Veja bem, não éramos crianças obesas nem nada. Éramos muito magrinhas (bons tempos). Mas o problema seria ter acabado com o leite moça que minha mãe tinha comprado pra fazer o pudim. Já conhecíamos essa novela. E aí tomamos a atitude mais inteligente que duas crianças de sete (ou oito) anos poderiam tomar: decidimos esconder a panela (ou caneca). Feito isso, fomos dormir felizes e de barriguinhas cheias de brigadeiro com uma pitada de queimado. Tudo lindo, a vida é boa, afinal de contas.
E aí que minha mãe começou a dar falta da panela na manhã seguinte. E por todas as outras manhãs também. E ela não se conformava. Minha mãe tem uma ótima memória. Ela nunca deixa nada passar. Aprendemos isso nessa época. E todo dia ela falava da panela. Até que chegamos a mais temível conclusão: precisamos contar. Mas contar como? Ela vai matar a gente! Primeiro pelo pudim perdido, depois pela panela escondida, e depois por não termos dito nada até agora. Mas vamos contar. Contamos. Não lembro como. Ela riu. Riu muito e contou pra todo mundo e todo mundo riu. Ficamos envergonhadas, porque todo mundo tava rindo da nossa cara, mas melhor que encarar a fúria da minha mãe.
**
Domingo passado, eu decidi que queria comer pipoca assistindo House enquanto meu marido dormia.

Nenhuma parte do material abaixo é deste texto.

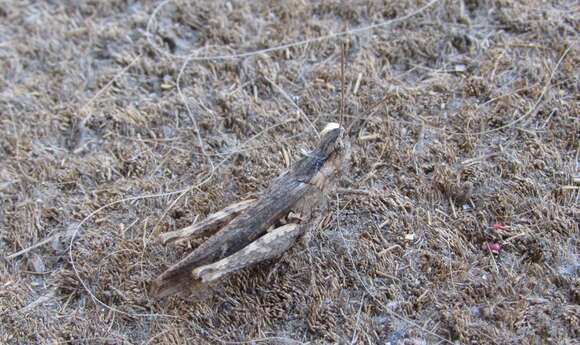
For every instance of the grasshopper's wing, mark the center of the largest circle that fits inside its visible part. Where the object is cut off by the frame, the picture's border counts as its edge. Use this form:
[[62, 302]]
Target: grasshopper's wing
[[208, 226], [271, 245]]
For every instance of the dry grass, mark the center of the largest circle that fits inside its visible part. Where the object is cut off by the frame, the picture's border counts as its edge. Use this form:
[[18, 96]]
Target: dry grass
[[475, 146]]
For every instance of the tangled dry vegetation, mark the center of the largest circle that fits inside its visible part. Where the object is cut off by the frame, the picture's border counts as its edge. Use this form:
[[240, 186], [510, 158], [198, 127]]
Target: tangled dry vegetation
[[457, 223]]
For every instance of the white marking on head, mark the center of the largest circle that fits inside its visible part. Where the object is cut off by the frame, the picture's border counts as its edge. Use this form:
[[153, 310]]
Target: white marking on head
[[329, 127]]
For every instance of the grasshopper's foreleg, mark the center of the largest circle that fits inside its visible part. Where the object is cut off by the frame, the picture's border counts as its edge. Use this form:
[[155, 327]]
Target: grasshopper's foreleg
[[272, 244], [209, 225]]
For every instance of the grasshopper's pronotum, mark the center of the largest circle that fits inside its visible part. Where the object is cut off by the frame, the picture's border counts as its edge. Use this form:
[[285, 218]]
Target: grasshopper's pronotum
[[252, 231]]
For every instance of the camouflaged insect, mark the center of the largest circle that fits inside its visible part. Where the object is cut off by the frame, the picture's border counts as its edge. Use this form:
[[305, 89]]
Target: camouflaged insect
[[252, 231]]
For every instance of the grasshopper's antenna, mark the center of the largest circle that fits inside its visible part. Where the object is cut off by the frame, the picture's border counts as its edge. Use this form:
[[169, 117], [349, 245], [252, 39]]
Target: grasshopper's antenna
[[361, 121], [342, 58]]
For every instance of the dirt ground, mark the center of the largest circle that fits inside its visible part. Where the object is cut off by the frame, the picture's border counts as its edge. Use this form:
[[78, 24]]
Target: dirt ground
[[456, 223]]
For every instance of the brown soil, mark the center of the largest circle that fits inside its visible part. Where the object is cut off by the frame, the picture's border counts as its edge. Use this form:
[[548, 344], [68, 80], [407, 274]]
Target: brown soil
[[457, 222]]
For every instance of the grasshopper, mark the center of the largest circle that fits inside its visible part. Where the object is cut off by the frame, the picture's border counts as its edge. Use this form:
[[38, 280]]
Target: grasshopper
[[251, 231]]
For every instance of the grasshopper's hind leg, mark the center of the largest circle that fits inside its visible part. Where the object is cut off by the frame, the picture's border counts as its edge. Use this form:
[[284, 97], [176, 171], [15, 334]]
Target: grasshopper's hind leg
[[209, 225], [272, 244]]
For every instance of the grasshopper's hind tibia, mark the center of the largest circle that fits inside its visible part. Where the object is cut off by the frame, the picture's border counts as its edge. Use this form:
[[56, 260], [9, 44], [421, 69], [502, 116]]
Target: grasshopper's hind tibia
[[271, 245], [209, 226]]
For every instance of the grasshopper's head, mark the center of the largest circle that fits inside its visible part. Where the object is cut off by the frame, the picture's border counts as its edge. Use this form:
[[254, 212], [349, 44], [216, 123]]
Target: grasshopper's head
[[334, 146]]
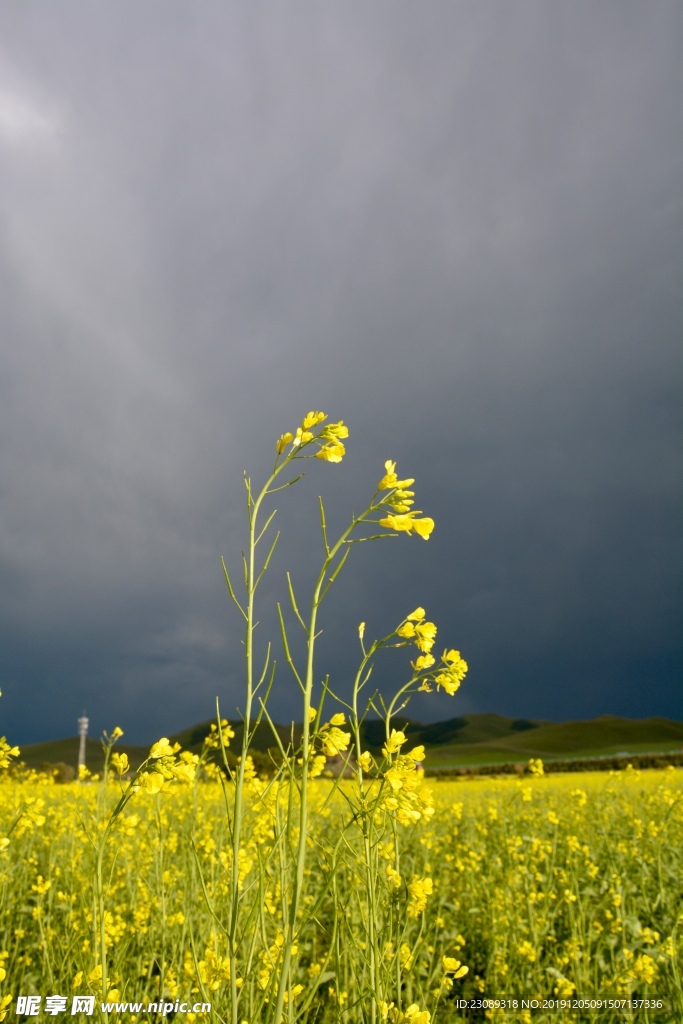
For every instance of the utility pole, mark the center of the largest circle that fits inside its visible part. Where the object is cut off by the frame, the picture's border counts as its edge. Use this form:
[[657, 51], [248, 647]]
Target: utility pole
[[82, 732]]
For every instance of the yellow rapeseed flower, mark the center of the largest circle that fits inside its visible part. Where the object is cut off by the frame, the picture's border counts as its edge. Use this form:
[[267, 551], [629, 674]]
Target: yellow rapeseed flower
[[394, 742]]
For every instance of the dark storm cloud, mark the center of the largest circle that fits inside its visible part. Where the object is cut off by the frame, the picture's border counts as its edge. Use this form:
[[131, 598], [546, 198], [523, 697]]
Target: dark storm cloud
[[456, 227]]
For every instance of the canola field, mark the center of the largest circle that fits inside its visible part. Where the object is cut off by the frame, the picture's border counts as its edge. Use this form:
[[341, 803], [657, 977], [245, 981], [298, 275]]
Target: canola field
[[541, 898]]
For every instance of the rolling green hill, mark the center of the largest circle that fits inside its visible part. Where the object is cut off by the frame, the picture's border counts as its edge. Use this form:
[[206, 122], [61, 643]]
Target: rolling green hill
[[470, 739]]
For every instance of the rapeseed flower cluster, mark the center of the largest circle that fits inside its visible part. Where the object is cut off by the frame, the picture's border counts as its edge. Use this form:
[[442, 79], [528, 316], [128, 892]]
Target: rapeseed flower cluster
[[328, 439], [399, 500]]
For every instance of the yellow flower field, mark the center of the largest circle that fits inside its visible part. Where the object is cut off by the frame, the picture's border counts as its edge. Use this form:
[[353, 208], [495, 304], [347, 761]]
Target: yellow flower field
[[565, 887], [193, 887]]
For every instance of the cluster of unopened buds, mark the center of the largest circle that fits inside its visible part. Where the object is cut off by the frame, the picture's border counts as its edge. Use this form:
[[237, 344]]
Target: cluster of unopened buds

Tinha dois saquinhos de pipoca para microondas em casa e aí eu lembrei que não tenho um microondas. Ganhei, veio quebrado, não abri a tempo de trocar na loja, assistência só depois do ano novo, enfim. Tive a brilhante idéia de fazer no forno elétrico. Uns 40 minutos depois descobri que o forno queima o papel da pipoca de microondas. Cheiro de queimado por toda parte.
Peguei o segundo saquinho e decidi que era só cortar o saquinho e fazer na panela. Genial. Descobri que pipocas de microondas são nojentas porque além do milho vem uma gosminha junto, que parece sei lá, maionese. Coloquei o milho e a gosminha na panela, um pouquinho só de óleo, porque já tava nojentinho demais, e liguei o fogo. Entrei em desespero quando vi que a panela não tinha tampa por perto. Peguei a tampa da Grill e tampei. Como era de vidro, fiquei encantada de ver os milhos virando pipoquinhas e pulando e fazendo barulhinho. Nessa de parecer uma idiota vendo a pipoca pular, deixei queimar. O fundo da panela ficou todo preto e muitas pipoquinhas também.
Lavei a panela, esfreguei, suei e nada. Eu não podia esconder a panela na minha própria casa, né? O marido jamais se daria conta de que tem uma panela faltando, mas né. Deixei dentro da pia, com água dentro.
**
Uma parte de mim vai ter sempre sete (ou oito) anos.